Deploy the application
To deploy the application, commit and push your changes to trigger the GitLab pipeline. Once the pipeline completes successfully, Coherence will build and deploy the app automatically. Find the app live at the URL provided in your environment dashboard.
If you followed along with the example project, you will see and be able to use the full-stack employee-management application:
Commit to trigger a new deploy
Once your initial deployment is complete, you can update your application by making changes to your code and pushing them to GitLab. The push will automatically trigger the GitLab pipeline, which will build a new Docker image and push it to your managed registry. Coherence will then deploy this new image to your environment.
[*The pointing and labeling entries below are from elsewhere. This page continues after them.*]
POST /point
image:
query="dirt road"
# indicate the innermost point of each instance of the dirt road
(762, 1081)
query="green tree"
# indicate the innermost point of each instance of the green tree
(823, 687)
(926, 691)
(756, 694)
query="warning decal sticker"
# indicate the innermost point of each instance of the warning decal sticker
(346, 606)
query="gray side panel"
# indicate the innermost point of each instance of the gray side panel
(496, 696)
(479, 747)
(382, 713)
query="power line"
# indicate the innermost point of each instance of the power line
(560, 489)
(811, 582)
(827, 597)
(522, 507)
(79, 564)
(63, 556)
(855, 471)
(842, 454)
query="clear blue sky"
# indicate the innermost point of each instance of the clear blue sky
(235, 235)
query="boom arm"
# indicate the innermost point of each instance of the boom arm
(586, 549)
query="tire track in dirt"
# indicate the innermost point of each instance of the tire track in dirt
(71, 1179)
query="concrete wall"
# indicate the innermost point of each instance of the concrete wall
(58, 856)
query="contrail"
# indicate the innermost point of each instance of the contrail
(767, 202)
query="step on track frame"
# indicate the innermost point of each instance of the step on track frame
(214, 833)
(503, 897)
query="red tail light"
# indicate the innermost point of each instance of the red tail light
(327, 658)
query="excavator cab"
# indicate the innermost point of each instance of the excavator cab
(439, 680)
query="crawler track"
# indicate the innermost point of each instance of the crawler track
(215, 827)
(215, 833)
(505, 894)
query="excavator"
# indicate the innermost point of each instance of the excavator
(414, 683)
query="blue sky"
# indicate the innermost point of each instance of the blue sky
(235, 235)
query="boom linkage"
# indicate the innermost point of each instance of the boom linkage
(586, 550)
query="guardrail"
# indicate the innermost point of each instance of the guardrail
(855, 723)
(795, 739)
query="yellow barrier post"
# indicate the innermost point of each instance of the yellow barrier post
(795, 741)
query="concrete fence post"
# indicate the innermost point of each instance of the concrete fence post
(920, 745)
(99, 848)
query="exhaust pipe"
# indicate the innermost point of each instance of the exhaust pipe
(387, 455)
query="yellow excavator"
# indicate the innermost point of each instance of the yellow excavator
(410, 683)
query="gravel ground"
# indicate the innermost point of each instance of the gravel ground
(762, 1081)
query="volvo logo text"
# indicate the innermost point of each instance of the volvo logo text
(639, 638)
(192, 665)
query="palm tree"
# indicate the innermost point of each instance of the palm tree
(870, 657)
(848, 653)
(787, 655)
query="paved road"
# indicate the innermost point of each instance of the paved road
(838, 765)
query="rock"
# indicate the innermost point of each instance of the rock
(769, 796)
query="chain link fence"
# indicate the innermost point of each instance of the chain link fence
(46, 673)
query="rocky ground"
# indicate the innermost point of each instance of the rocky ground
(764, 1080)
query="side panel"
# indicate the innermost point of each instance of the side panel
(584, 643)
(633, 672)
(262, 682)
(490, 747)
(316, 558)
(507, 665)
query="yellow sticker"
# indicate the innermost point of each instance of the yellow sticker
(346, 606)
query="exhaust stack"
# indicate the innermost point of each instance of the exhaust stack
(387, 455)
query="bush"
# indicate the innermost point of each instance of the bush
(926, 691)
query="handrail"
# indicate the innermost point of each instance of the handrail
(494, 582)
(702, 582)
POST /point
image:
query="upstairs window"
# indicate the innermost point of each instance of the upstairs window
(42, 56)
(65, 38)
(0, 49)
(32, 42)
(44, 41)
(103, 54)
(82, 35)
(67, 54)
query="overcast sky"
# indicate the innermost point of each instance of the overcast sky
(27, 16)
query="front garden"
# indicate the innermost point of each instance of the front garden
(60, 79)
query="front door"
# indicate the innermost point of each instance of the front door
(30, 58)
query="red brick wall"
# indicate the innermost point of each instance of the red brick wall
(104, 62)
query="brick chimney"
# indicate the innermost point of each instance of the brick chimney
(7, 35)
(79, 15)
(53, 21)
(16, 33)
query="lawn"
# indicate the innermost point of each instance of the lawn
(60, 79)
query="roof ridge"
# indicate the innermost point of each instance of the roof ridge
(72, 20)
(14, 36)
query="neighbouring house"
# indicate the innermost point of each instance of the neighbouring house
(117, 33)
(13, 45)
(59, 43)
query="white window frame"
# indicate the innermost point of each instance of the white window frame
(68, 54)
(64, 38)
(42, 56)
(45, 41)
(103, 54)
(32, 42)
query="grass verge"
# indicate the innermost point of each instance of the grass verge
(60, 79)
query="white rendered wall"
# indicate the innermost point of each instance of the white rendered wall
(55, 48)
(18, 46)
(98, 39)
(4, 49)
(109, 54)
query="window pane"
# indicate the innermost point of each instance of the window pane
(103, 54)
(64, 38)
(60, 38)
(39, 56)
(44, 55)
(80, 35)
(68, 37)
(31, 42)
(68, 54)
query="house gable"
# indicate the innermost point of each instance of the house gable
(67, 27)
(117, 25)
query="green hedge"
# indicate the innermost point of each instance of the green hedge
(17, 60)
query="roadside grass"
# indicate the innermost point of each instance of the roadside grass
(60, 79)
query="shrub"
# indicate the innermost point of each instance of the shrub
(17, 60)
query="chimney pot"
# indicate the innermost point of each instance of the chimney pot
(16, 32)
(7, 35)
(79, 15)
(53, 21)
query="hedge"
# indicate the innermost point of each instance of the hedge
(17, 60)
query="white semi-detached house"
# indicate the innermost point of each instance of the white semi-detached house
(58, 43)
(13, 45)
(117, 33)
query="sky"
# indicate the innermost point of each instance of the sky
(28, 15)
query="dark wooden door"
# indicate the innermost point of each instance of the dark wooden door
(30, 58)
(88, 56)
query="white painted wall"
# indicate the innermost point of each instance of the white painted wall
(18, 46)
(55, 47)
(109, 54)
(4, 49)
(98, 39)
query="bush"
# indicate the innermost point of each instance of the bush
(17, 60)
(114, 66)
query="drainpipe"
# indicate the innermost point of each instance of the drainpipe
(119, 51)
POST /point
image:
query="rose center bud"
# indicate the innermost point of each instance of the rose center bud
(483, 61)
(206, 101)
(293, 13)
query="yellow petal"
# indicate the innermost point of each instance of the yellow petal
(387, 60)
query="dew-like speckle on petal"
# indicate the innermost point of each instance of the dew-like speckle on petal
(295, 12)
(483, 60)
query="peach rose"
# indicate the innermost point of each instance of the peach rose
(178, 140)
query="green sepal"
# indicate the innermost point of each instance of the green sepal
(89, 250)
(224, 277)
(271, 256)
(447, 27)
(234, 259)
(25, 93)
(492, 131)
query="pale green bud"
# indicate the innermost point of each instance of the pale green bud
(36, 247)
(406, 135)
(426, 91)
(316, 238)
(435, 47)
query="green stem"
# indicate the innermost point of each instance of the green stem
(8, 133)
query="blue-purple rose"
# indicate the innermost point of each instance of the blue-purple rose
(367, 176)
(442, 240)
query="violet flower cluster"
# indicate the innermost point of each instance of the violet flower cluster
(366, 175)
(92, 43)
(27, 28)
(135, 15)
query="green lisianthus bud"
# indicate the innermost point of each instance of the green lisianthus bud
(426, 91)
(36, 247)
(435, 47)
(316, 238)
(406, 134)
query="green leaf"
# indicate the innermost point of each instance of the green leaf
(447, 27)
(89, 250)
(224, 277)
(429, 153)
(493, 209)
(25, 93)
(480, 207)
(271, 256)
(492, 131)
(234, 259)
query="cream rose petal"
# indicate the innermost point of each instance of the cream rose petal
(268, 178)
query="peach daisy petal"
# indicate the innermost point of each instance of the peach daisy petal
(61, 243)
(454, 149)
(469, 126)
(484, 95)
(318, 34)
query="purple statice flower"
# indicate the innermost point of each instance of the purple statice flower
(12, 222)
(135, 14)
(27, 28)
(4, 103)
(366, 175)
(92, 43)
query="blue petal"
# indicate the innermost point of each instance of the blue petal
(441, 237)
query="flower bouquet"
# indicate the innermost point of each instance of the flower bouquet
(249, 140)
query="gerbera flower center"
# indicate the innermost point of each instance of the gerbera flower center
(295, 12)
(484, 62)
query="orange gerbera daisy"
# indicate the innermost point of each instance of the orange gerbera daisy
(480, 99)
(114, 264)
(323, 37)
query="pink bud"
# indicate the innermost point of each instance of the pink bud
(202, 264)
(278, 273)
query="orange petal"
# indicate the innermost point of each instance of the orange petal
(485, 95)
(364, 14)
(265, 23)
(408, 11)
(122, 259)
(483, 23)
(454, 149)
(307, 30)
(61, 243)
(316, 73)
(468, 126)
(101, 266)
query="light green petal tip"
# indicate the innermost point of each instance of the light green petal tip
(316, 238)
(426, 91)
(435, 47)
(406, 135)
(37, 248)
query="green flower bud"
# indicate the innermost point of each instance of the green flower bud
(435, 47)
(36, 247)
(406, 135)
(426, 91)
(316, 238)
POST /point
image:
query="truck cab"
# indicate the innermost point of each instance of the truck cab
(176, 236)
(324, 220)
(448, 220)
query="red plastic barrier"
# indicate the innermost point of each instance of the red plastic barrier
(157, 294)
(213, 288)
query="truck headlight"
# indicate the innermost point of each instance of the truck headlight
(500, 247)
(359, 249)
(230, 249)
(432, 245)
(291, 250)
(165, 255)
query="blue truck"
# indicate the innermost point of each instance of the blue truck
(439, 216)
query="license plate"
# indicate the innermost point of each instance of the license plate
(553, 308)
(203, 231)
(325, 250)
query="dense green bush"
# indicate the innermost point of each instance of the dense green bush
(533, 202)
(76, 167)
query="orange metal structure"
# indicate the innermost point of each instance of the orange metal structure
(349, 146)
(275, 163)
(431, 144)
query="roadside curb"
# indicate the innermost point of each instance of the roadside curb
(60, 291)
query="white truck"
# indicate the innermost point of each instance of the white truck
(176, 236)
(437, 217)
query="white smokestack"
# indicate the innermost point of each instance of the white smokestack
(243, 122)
You can monitor the progress of your deployment in the Coherence dashboard. Once complete, you'll see your changes reflected in the live application.
To test this process with the example project, open the templates/index.html
file and change background-color: rgba(223, 208, 245, 0.98);
to background-color: rgba(208, 245, 210, 0.98);
. Commit and push this change to trigger a new deployment.
Deploy to multiple environments
You can set up more pipelines for branches in your GitLab repository to deploy to various Coherence environments automatically. Edit the variables in the pipeline file (specifically, ENV_NAME
) in a new branch to deploy to the environment of your choice. You can then commit to different branches (for example, develop, staging, and main) to trigger deployments to their corresponding environments in Coherence. Set this up to test in isolated environments and stage releases.